Three sets of glowering gazes followed me as I stepped off the podium of our VIP table. I’d catch flack about this later. From all of them. But I didn’t care. I could barely breathe after Axel’s torture, and I needed to clear my head, submerge myself in ice water, or both.

I didn’t look at Axel as I left. I knew Eli’s eyes were on me, and I didn’t want him to have any ammunition. No more than he already had, at least. I wove through the busy restaurant, bumping shoulders with a man as I crossed the threshold onto the sidewalk.

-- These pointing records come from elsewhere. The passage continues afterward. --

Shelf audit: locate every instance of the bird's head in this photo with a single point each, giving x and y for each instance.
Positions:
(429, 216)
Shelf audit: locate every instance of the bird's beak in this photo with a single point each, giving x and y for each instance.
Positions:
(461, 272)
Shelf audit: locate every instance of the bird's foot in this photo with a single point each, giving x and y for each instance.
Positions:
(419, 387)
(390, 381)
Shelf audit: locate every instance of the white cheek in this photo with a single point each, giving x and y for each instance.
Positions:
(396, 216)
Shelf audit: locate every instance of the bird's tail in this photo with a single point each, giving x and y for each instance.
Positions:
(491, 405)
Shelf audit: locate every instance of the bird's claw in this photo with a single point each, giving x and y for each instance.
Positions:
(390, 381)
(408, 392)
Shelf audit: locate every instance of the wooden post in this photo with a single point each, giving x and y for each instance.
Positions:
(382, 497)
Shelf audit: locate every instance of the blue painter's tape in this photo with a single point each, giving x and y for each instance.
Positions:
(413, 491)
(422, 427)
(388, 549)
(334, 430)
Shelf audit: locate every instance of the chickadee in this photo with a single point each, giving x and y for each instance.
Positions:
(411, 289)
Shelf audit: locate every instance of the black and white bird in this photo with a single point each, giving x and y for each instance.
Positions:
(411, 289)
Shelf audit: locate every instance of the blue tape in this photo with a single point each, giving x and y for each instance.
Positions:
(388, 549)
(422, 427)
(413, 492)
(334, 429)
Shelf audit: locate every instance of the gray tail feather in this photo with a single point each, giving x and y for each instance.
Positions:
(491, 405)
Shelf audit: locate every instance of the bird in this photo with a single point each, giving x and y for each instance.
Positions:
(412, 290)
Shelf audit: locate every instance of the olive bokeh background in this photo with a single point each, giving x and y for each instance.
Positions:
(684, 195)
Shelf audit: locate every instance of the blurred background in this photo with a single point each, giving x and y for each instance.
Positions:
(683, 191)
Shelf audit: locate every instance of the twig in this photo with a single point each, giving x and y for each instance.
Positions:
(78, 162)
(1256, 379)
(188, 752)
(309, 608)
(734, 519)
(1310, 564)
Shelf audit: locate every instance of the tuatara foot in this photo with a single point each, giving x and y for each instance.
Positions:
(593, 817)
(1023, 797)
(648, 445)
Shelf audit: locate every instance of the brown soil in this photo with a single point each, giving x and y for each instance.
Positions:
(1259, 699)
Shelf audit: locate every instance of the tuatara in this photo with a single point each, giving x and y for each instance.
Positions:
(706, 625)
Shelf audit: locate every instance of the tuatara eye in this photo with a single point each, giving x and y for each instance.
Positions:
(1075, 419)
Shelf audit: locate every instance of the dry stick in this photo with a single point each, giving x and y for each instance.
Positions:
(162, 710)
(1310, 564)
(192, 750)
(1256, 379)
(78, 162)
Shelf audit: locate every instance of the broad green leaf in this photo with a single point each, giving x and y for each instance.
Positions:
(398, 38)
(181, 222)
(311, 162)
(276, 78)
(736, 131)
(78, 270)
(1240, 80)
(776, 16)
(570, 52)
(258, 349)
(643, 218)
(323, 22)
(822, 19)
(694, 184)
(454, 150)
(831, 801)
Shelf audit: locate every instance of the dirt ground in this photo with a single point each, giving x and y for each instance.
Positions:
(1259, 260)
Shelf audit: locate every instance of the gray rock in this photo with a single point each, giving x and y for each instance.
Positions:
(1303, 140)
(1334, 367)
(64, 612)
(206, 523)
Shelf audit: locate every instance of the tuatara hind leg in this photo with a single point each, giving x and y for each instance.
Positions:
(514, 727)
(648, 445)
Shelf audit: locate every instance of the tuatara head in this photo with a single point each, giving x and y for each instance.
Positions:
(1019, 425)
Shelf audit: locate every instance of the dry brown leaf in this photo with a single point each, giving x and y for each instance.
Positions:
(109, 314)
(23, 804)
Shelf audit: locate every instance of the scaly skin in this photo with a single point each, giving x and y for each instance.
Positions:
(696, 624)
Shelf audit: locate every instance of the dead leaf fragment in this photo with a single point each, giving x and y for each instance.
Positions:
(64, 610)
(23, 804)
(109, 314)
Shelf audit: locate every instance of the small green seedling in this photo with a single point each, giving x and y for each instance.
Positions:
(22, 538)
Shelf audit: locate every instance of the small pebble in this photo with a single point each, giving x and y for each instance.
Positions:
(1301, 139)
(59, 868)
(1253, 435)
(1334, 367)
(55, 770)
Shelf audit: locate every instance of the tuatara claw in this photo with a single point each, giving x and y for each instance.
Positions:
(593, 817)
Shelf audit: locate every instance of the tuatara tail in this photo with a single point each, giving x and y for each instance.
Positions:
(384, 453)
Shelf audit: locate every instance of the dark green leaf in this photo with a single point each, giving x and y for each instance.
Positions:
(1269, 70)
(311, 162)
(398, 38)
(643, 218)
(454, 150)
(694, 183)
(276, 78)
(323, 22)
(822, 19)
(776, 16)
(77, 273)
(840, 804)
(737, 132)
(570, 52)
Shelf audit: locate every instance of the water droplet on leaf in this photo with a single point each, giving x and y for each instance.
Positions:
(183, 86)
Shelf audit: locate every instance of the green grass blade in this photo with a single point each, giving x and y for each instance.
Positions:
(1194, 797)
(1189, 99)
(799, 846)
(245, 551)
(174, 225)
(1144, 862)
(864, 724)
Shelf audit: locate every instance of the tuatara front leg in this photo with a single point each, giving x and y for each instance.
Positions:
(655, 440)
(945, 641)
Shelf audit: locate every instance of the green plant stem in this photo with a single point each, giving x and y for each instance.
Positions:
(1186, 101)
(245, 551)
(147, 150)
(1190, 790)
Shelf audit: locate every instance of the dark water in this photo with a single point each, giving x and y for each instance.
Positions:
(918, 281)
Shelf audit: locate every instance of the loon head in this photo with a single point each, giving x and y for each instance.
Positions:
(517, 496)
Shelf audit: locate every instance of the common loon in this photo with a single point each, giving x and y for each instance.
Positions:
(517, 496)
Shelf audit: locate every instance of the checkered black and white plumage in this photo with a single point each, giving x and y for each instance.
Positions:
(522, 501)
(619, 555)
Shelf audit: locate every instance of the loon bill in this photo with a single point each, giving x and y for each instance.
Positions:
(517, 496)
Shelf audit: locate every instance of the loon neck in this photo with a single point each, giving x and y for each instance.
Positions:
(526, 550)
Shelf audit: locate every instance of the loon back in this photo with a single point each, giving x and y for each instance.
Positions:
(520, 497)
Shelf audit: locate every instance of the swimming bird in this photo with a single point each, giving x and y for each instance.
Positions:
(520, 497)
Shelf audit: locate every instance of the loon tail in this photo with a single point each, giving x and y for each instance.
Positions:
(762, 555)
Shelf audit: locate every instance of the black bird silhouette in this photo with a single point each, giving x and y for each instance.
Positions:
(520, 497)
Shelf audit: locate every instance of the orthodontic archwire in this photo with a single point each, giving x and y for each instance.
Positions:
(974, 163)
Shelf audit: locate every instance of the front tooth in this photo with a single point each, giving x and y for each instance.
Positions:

Outside, I took a grateful gulp of air.

It helped. But not enough.

I called for my driver while I started off down the street, my heels clicking against the sidewalk. It was a humid, dreamy evening in SoHo. Fashionable people filled the streets, angled shoulder pads brushing up against me as a crowd of models filed past. Surely some event had just let out—or was about to begin—nearby. I smiled after them, admiring their unbridled expression. All my fashion choices were restricted to certain racks, specific designers. Nothing too flashy. Nothing too provocative. I had my followers in the way that Jackie Onassis had hers. And they loved to make sure I colored inside the lines.

The brief escape into the bustle of SoHo didn’t last long. Randall pulled up to the curb moments later, able to see where to meet me via my phone. And then the texts from Eli began.

ELI: Way to embarrass me.

ELI: What the fuck was that all about anyway?

ELI: You really have got to learn to control yourself.

Control myself. That was the funniest thing in the world. I lived controlling myself. I’d wasted my entire life controlling myself.

It would never be good enough.

I slid into the back seat of the company sedan, asking Randall to take me to the condo. I sank into pensive silence, watching as we passed the fashionable group I’d noticed before.

Emotions boiled inside me like an untended pot. What I’d done in the restaurant was risky because it invited commentary and backlash from everyone who’d been at our table. And I was so incredibly tired of hearing their fucking opinions.

Sometimes I felt like if I heard one more thing from any of them, I’d combust. I wanted to get back to my own opinions. When had they ever taken precedence? And more than that, I wanted to correct someone else’s opinion of me.

After the past few weeks, one fact had become glaringly clear: keeping Axel in the past was no longer an option.